L'arrêt de la Cour d'appel de Milan a donc entériné le fait que la culture pour un usage personnel sans transfert à des tiers ne constitue pas un crime et est donc autorisée à tous les citoyens italiens. La portée de cette décision pourrait être historique principalement par les nombreux patients qui consomment du cannabis à des fins thérapeutiques. A partir d'aujourd'hui ils n'auront plus à prouver qu' ils sont "malades" et donc, qu'ils sont titulaires de droits particuliers. Il suffira de veiller à éviter tout type de transfert et de partage, même à titre gratuit.
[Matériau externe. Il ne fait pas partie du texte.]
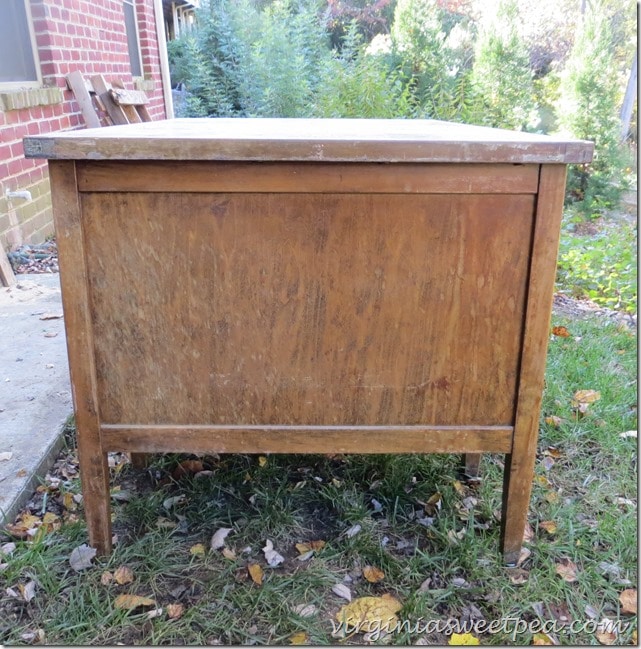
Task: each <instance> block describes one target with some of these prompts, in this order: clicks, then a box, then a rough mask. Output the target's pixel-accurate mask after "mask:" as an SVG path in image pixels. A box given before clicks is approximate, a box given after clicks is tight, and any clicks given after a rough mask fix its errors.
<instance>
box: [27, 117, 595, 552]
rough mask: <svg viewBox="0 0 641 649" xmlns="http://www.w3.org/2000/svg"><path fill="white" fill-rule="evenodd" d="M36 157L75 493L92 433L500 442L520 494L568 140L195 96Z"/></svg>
mask: <svg viewBox="0 0 641 649" xmlns="http://www.w3.org/2000/svg"><path fill="white" fill-rule="evenodd" d="M25 151H26V153H27V155H29V156H31V157H45V158H49V159H50V162H49V168H50V174H51V184H52V193H53V206H54V215H55V225H56V231H57V240H58V248H59V255H60V267H61V280H62V295H63V302H64V311H65V325H66V328H67V341H68V347H69V359H70V368H71V377H72V383H73V392H74V403H75V411H76V423H77V427H78V446H79V451H80V462H81V474H82V482H83V494H84V502H85V512H86V517H87V522H88V526H89V535H90V540H91V544H92V545H93V546H95V547H96V548H97V549H98V550H99V551H100V552H102V553H105V552H109V551H110V547H111V529H110V512H109V506H110V505H109V489H108V468H107V462H106V453H107V452H108V451H114V450H121V451H130V452H136V453H137V452H163V451H184V452H214V451H217V452H220V453H322V452H336V453H338V452H344V453H395V452H398V453H401V452H402V453H406V452H412V453H451V452H461V453H467V454H469V455H468V468H469V469H470V470H474V467H475V464H476V459H477V457H478V456H477V455H475V454H478V453H482V452H494V453H504V454H506V458H507V461H506V469H505V482H504V505H503V530H502V548H503V552H504V556H505V560H506V562H508V563H514V562H515V561H516V558H517V557H518V554H519V550H520V546H521V541H522V537H523V528H524V523H525V519H526V515H527V509H528V502H529V497H530V488H531V480H532V473H533V465H534V460H535V451H536V441H537V430H538V421H539V409H540V402H541V391H542V387H543V374H544V369H545V355H546V345H547V339H548V335H549V318H550V308H551V301H552V290H553V284H554V276H555V270H556V254H557V246H558V238H559V222H560V218H561V211H562V206H563V194H564V185H565V174H566V167H565V165H566V164H567V163H572V162H587V161H589V160H590V159H591V155H592V145H591V144H590V143H587V142H575V141H562V140H557V139H552V138H546V137H543V136H536V135H529V134H524V133H511V132H507V131H496V130H491V129H486V128H479V127H472V126H462V125H455V124H448V123H442V122H434V121H422V120H416V121H402V120H270V119H256V120H254V119H236V120H230V119H204V120H200V119H197V120H173V121H168V122H151V123H145V124H135V125H128V126H115V127H110V128H103V129H92V130H85V131H74V132H67V133H57V134H52V135H49V136H42V137H34V138H27V139H26V140H25Z"/></svg>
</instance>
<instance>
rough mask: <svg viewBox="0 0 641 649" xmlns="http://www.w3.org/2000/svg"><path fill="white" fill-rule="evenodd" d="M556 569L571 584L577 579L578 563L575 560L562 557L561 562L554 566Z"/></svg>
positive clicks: (574, 581)
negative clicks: (573, 561) (572, 559)
mask: <svg viewBox="0 0 641 649" xmlns="http://www.w3.org/2000/svg"><path fill="white" fill-rule="evenodd" d="M554 570H555V572H556V574H557V575H559V577H561V578H562V579H563V581H567V582H568V583H570V584H571V583H573V582H575V581H576V580H577V576H576V571H577V565H576V563H574V562H573V561H570V559H561V562H560V563H557V564H556V565H555V566H554Z"/></svg>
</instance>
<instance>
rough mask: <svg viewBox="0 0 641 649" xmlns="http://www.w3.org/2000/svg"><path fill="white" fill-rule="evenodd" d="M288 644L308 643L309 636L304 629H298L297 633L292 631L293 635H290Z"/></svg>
mask: <svg viewBox="0 0 641 649" xmlns="http://www.w3.org/2000/svg"><path fill="white" fill-rule="evenodd" d="M289 644H293V645H298V644H309V636H308V635H307V634H306V633H305V631H299V632H298V633H294V635H293V636H290V638H289Z"/></svg>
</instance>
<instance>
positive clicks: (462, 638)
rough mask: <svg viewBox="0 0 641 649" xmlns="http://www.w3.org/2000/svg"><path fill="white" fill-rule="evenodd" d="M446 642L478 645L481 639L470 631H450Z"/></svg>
mask: <svg viewBox="0 0 641 649" xmlns="http://www.w3.org/2000/svg"><path fill="white" fill-rule="evenodd" d="M447 644H451V645H459V646H461V645H470V646H472V645H480V644H481V641H480V640H479V639H478V638H477V637H476V636H474V635H472V634H471V633H452V635H451V636H450V639H449V640H448V642H447Z"/></svg>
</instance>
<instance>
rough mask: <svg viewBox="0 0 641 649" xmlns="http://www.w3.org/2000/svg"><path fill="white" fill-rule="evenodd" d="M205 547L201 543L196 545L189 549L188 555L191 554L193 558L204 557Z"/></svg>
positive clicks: (204, 555)
mask: <svg viewBox="0 0 641 649" xmlns="http://www.w3.org/2000/svg"><path fill="white" fill-rule="evenodd" d="M206 552H207V551H206V550H205V546H204V545H203V544H202V543H196V545H192V546H191V547H190V548H189V554H193V555H194V556H195V557H204V556H205V554H206Z"/></svg>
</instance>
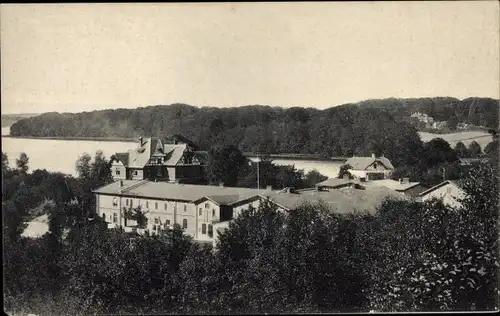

Cela leur permettra de contourner les interdits et les obstacles et de produire en toute autonomie les médicaments nécessaires à une vie digne. Mais il peut en être de même pour le cultivateur récréatif qui n'aura plus à prouver son innocence s'il est pris en possession de plantes ou de substances. « Comme je le dis toujours à mes étudiants, le mot innocence n'existe pas dans le code de procédure pénale. Soit on est coupable, soit on n'est pas coupable et la preuve de la culpabilité doit être apportée par l'accusation. Ce n'est pas la citoyen qui doit prouver son innocence. Sans ces preuves, en se souvenant toujours du plus grand exemple des grands penseurs du passé, l'homme et le citoyen sont libres d'agir en toute indépendance dans le respect des lois existantes et dans le plein exercice de leurs droits inaliénables » a conclu le professeur Baroncini.